Una volta arrivati al punto panoramico ci si presenta davanti uno spettacolo. Ma soprattutto: ci sono gli scoiattolini. Sono ovunque e sono tantissimi. Avete presente i chipmunk, quelle adorabili creaturine che si vedono anche nei film? Ecco, loro. Sono minuscoli, corrono da tutte le parti a velocità incredibili e si avvicinano a chiunque faccia rumore di sacchetti di cibo. Ne sono uscita innamorata, che ve lo dico a fare? Purtroppo rimangono comunque abbastanza selvatici da non lasciarsi toccare, e mi sembra superfluo specificare che da noi non hanno avuto nessuna schifezza poco salutare da mangiare. Però ne avrei portati un paio a casa, ecco.

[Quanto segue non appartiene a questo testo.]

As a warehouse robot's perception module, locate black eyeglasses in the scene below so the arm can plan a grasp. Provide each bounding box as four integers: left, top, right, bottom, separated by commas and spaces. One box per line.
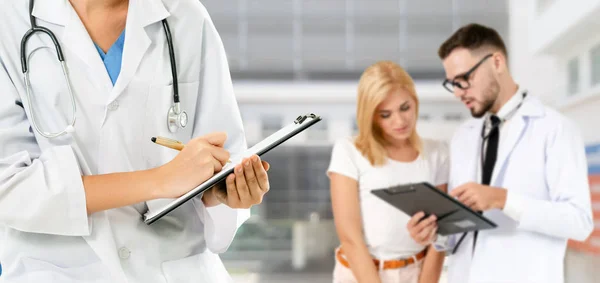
442, 54, 493, 93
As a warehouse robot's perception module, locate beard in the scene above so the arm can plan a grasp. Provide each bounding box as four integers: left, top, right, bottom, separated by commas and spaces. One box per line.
471, 80, 500, 118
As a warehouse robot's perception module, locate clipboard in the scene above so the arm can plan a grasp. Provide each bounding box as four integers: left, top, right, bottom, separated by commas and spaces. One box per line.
371, 182, 497, 236
144, 113, 322, 225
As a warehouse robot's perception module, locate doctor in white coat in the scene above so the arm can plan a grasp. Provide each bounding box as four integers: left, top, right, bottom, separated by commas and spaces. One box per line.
0, 0, 269, 283
408, 24, 594, 283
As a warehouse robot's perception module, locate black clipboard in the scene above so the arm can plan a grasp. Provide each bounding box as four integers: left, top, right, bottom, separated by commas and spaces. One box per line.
144, 114, 321, 225
371, 182, 497, 236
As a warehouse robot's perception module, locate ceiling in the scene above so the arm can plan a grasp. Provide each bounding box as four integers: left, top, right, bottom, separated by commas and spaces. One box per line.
201, 0, 508, 80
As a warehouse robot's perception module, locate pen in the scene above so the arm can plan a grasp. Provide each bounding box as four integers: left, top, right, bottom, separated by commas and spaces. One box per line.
152, 137, 184, 151
152, 137, 231, 163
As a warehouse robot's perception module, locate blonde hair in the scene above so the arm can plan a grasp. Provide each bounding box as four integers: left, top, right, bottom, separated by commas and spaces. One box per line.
354, 61, 422, 166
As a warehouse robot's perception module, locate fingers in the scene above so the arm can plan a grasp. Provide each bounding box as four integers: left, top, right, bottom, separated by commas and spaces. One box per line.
407, 212, 437, 245
415, 215, 437, 231
209, 145, 231, 166
244, 156, 263, 201
225, 174, 240, 207
407, 212, 425, 230
235, 163, 250, 203
252, 156, 269, 194
415, 222, 437, 245
200, 132, 227, 147
450, 186, 467, 197
210, 158, 223, 173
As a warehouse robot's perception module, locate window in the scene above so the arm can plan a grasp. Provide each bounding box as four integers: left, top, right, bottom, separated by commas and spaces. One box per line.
261, 115, 282, 138
590, 44, 600, 86
567, 57, 579, 95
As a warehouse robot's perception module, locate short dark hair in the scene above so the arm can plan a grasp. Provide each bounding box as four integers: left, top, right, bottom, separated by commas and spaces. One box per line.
438, 23, 508, 60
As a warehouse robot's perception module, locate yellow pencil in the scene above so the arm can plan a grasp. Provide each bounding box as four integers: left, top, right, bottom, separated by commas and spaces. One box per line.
152, 137, 231, 163
152, 137, 185, 151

Comunque, lasciando perdere i dettagli faunistici che stanno sempre più prendendo il sopravvento su questo diario di avventura, ecco qua la foto del paesaggio che si vede dal famoso punto panoramico quando non si è impegnati a guardare gli scoiattolini. Si ringrazia sempre il Coso per la bella foto con i colori tutti sfasati perché lui deve scattare in .raw.

Foto del panorama

Dunque, felici della nostra camminatina ce ne torniamo a Springdale (per la stradina che si vede in foto). Perdiamo qualche ora in un negozio di sassi, ebbene sì. Dal Bryce Canyon in poi i negozi di sassi sono diventati straordinariamente comuni. Sassi a mezzo dollaro, quattro sassi per un dollaro, sassi più grandi per più dollari. Inutile dire che ci diventiamo scemi. Tant’è che appunto, ci perdiamo qualche ora a rigirarci sassi tra le mani e decidere “quale portare alla mamma”. Sassi.

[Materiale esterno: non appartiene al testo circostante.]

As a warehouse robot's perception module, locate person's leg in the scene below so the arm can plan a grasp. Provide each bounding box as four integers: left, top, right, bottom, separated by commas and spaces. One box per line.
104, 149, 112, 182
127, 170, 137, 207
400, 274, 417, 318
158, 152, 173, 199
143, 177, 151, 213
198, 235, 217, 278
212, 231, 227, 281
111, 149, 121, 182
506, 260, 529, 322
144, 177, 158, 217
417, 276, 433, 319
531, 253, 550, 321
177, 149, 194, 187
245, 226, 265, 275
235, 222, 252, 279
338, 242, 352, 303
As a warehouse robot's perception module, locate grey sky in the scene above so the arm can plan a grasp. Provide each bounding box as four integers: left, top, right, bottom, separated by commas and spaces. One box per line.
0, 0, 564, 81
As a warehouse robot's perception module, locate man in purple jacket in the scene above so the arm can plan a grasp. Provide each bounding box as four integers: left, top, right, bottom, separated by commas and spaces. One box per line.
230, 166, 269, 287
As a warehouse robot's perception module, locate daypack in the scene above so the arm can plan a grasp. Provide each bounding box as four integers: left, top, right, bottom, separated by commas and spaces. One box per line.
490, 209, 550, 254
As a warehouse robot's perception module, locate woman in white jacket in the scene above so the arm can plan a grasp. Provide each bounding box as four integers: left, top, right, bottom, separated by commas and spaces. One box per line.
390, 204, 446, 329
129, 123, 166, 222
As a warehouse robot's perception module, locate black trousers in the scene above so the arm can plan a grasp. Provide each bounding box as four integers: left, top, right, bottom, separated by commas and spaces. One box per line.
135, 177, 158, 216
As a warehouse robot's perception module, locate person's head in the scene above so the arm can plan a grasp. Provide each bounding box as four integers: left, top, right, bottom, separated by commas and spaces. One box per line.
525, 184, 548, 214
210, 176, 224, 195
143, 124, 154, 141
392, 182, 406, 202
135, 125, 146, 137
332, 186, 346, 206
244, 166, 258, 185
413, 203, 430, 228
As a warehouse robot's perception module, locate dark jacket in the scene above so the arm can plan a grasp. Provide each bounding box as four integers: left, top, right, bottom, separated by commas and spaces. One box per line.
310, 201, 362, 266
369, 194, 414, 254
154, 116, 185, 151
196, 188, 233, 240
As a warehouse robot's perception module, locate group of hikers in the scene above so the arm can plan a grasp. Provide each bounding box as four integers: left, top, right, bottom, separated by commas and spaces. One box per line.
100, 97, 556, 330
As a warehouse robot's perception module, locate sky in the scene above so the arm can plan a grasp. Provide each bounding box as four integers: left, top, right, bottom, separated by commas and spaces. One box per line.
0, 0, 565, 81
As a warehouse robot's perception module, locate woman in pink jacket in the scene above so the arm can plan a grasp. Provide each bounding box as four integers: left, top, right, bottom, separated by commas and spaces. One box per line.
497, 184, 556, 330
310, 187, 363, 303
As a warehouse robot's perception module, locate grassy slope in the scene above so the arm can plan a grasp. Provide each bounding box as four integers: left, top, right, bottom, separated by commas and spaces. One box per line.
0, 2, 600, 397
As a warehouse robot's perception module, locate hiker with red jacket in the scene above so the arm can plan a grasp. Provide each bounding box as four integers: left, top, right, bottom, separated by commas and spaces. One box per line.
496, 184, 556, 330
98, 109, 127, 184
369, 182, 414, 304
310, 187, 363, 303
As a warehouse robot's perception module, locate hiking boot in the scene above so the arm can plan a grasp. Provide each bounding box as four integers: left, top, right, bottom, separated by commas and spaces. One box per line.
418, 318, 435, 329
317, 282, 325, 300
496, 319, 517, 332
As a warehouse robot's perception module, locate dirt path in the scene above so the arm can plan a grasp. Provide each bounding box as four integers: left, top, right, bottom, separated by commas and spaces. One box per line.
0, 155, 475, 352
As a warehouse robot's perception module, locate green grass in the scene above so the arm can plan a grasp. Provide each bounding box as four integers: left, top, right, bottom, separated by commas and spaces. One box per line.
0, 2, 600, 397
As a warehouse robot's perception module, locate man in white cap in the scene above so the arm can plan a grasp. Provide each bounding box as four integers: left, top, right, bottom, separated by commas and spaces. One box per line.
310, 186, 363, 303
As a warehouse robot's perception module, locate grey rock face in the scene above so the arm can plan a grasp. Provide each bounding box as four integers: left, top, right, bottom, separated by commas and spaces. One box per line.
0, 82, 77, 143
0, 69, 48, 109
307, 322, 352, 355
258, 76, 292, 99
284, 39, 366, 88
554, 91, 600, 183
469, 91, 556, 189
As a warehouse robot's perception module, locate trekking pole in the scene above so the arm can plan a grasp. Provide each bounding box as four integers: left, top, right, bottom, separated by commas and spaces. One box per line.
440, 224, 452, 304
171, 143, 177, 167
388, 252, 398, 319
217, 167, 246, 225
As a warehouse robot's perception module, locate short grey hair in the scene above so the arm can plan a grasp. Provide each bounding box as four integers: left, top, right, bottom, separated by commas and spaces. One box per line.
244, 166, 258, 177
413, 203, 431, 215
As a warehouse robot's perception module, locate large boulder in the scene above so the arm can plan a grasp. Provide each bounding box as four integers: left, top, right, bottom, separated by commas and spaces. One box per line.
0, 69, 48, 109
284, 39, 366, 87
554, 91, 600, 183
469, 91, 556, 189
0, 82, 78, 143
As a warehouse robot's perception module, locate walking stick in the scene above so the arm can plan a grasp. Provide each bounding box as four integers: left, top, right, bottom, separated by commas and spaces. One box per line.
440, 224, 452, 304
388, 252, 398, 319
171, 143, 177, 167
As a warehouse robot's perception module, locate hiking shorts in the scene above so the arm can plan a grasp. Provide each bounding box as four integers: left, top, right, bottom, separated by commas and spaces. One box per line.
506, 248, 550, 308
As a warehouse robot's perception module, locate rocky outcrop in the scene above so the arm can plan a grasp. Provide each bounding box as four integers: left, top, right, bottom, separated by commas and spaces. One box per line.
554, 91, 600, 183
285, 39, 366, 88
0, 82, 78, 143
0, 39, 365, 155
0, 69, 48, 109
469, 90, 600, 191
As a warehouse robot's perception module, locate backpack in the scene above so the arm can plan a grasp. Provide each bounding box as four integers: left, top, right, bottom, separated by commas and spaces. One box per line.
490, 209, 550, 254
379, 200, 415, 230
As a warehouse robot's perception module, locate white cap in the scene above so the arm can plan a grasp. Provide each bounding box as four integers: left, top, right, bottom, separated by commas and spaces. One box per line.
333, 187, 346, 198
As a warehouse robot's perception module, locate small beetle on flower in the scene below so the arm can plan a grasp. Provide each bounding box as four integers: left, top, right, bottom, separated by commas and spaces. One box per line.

Dunque ci avviamo verso Las Vegas, tocca tornare lì anche se non ne abbiamo nessuna voglia dopo aver visto tutte le meraviglie che l’America vera aveva da offrire. Ci fermiamo dopo cinque minuti a Grafton, città fantasma. Niente di spaventoso, semplicemente un paesino di quattro case dove non vive più nessuno. C’è un cimitero, ci sono i cartelli che spiegano quando i coloni sono arrivati e perché se ne sono andati. La pagina di Wikipedia non è così esaustiva, io non ricordo moltissimo, quindi purtroppo non posso dirvi molto di più. Solo che è stato strano e allo stesso tempo malinconico essere lì a passeggiare tra case che una volta erano abitate, entrarci, immaginare come doveva essere. Highlight della gita: il cartello che segnala che “se c’è una nuvola di polvere enorme dietro di te stai andando troppo veloce”.

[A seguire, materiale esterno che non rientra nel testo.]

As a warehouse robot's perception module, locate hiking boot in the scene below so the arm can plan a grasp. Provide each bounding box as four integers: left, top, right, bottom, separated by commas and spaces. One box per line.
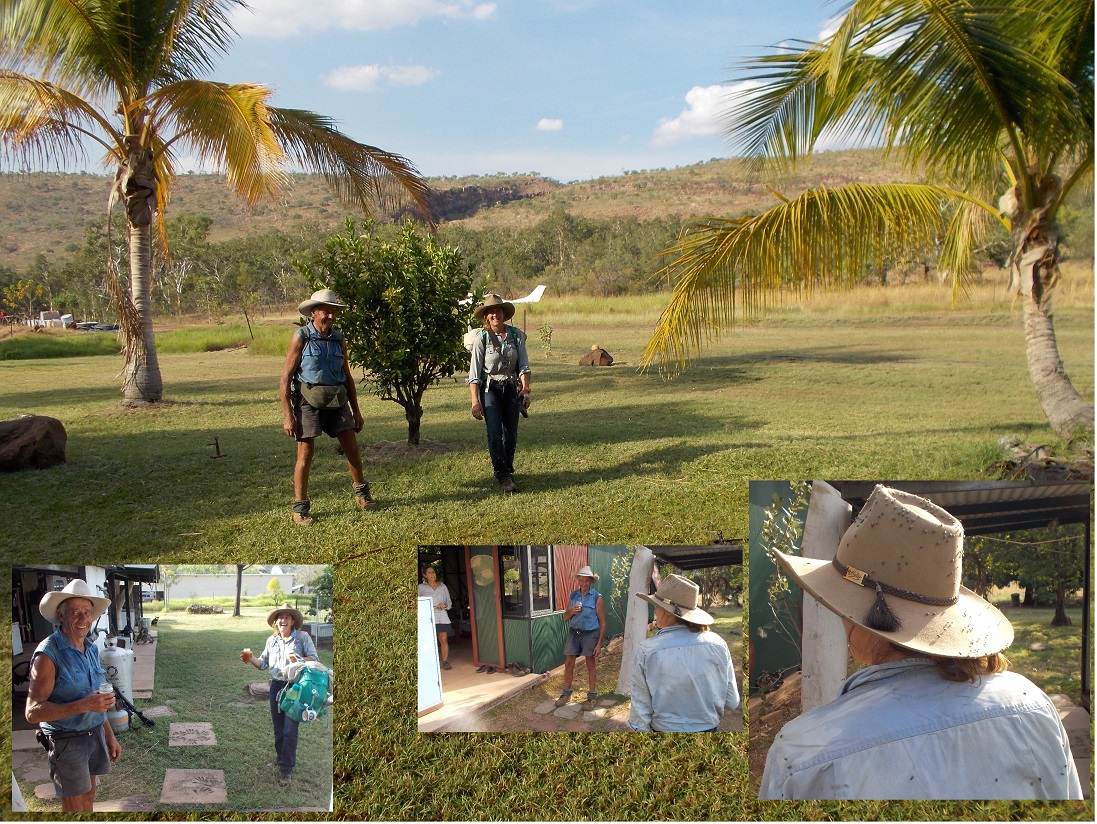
354, 483, 377, 509
293, 500, 313, 527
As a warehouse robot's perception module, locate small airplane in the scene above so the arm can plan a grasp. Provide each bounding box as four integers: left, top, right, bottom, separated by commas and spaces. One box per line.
465, 286, 545, 352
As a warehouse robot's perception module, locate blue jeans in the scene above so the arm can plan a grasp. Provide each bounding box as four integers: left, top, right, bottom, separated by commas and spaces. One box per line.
271, 680, 299, 774
479, 381, 520, 484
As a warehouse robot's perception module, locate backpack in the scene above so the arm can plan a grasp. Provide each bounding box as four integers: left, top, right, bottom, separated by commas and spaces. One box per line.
278, 664, 331, 723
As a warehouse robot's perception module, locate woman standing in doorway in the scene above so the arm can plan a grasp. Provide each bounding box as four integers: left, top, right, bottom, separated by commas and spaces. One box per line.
419, 566, 453, 669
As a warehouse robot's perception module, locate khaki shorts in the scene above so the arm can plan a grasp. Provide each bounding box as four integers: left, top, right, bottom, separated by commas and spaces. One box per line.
48, 725, 111, 799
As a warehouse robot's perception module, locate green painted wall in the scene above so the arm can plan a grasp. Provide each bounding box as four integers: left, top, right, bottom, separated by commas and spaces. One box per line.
529, 613, 567, 673
502, 618, 533, 669
468, 546, 504, 666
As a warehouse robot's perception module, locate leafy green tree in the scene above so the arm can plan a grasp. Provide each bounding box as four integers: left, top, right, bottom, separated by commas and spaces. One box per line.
301, 221, 474, 445
0, 0, 429, 404
643, 0, 1094, 438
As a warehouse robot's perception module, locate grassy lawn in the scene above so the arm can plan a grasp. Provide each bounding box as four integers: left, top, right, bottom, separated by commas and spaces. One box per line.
0, 287, 1094, 821
21, 608, 335, 813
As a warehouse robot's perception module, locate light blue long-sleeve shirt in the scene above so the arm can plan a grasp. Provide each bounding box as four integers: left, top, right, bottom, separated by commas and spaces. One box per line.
758, 657, 1082, 800
629, 624, 739, 733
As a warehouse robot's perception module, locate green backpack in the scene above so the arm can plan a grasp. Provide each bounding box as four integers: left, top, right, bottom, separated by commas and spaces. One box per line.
278, 667, 331, 723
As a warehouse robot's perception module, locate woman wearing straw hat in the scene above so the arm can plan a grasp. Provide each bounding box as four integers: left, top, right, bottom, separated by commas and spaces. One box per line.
279, 289, 377, 527
759, 486, 1082, 800
556, 564, 606, 711
240, 603, 316, 787
467, 294, 530, 495
25, 578, 122, 812
629, 575, 739, 733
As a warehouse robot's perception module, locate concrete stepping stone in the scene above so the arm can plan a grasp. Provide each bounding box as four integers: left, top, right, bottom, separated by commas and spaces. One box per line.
168, 721, 217, 747
160, 769, 228, 804
92, 795, 156, 813
34, 783, 57, 799
553, 703, 583, 721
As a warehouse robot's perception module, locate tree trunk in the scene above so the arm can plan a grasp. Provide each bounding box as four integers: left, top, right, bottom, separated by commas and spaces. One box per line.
404, 397, 422, 447
123, 226, 163, 405
114, 135, 163, 405
998, 176, 1094, 440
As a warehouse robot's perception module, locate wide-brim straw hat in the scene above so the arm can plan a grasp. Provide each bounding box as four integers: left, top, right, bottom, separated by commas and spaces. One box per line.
473, 294, 514, 320
572, 564, 598, 584
267, 603, 305, 630
636, 575, 712, 627
38, 578, 111, 623
297, 289, 347, 317
773, 485, 1014, 658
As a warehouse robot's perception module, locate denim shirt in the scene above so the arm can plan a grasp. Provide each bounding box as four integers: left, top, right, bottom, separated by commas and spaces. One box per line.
31, 629, 106, 734
259, 630, 316, 681
629, 624, 739, 733
294, 320, 347, 386
465, 326, 530, 383
567, 587, 601, 632
758, 657, 1082, 800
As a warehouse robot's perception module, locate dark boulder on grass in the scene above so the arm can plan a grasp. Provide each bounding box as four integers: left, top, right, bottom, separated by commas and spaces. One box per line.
0, 415, 68, 472
579, 346, 613, 366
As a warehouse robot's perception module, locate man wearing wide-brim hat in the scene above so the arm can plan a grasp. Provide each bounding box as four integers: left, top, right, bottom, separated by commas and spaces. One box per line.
759, 485, 1082, 800
556, 564, 606, 711
629, 575, 739, 733
240, 603, 317, 787
466, 294, 530, 495
25, 578, 122, 812
279, 289, 377, 527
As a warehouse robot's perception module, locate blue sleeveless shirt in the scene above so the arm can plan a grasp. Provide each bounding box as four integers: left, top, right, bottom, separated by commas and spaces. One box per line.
567, 587, 601, 630
31, 629, 106, 734
294, 320, 347, 386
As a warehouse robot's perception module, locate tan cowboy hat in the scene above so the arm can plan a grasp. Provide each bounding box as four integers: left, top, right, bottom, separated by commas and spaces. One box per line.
38, 578, 111, 623
473, 294, 514, 320
267, 603, 305, 630
773, 485, 1014, 658
572, 564, 598, 584
636, 575, 712, 627
297, 289, 347, 317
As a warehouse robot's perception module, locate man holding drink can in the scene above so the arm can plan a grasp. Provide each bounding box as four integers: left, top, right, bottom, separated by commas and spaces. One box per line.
25, 578, 122, 813
556, 564, 606, 711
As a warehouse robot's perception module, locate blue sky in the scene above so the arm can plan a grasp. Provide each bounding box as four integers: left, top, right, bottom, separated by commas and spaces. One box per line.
204, 0, 841, 182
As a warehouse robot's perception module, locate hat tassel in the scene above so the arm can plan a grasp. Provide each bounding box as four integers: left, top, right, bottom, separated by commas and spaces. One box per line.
864, 584, 903, 632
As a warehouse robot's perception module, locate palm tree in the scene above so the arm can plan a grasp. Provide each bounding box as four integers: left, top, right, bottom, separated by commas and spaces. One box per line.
643, 0, 1094, 439
0, 0, 430, 404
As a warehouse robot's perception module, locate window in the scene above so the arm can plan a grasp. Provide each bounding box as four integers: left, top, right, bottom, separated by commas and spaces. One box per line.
499, 546, 553, 618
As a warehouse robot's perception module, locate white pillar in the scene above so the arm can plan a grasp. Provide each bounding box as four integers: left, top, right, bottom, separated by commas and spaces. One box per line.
801, 481, 852, 712
617, 546, 655, 696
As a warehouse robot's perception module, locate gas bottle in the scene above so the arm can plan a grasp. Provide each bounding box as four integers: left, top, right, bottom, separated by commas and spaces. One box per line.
99, 637, 136, 703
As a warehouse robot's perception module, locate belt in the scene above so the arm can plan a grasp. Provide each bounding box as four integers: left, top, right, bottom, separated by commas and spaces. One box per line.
42, 730, 95, 738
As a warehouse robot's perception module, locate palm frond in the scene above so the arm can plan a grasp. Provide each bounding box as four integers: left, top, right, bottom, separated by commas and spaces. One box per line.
271, 109, 430, 219
0, 69, 121, 165
641, 183, 971, 374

Dopo questo ci avviamo davvero e davvero a malincuore verso Las Vegas. Quando siamo arrivati il primo giorno ci sembrava incredibilmente bella. Un sacco di palazzi e di luci, l’hotel a forma di piramide, i casinò. Dopo aver gustato i paesaggi immensi e liberi dei canyon non ne abbiamo proprio voglia. Premio di consolazione per la cena, in una tavola calda messicana dispersa da qualche parte. Miglior pasto di tutto il viaggio (insieme a quello nel primo hotel, a Flagstaff).

 

Domenica 18 novembre, Las Vegas, Nevada. Freschi e riposati ci facciamo un giretto per la città col solo scopo di vedere le cose che si vedono in televisione. Quindi ce ne andiamo al Bellagio per vedere lo spettacolo delle fontane (bellissimo, c’è da dirlo), poi entriamo al Caesar’s Palace dove hanno girato Una notte da leoni, andiamo a vedere il banco dei pugni e siamo praticamente contenti così. Io mi prendo la maglietta dell’Hard Rock, di rito, mi faccio una giocata al casinò perdendo nel giro di tre secondi e poco altro. La giornata è sostanzialmente dimenticabile. Las Vegas è una città finta, costruita apposta per fare soldi, e una volta che te ne rendi conto finisce la magia.

La mattina dopo, con tutta calma, ce ne andiamo. Lascio l’America con un po’ di malinconia. Alla fine, gli americani non sono molto diversi dai canadesi, in quanto a simpatia e cortesia, sono solo un po’ più folli e hanno un po’ meno vantaggi. Tipo gli ospedali gratuiti. Il viaggio in sé è stato fantastico, un’esperienza che valeva la pena fare. Tralasciando Las Vegas, quello che ho visto è incredibile e me lo porterò dentro per sempre. L’unica cosa che mi dispiace è non aver avuto occasione di conoscere veramente qualche persona, di non fermarmi più di un’oretta per posto perché non c’era tempo.

Sono bastati sette/otto giorni per renderci conto che quello che dicono è vero. L’America è una terra di contraddizioni, come forse lo sono un po’ tutti i posti non troppo uguali a quello dove viviamo. Nonostante questo, non vedo l’ora di tornare.

Se qualcuno per caso avesse letto tutti e cinque i post ha vinto una caramella per la pazienza.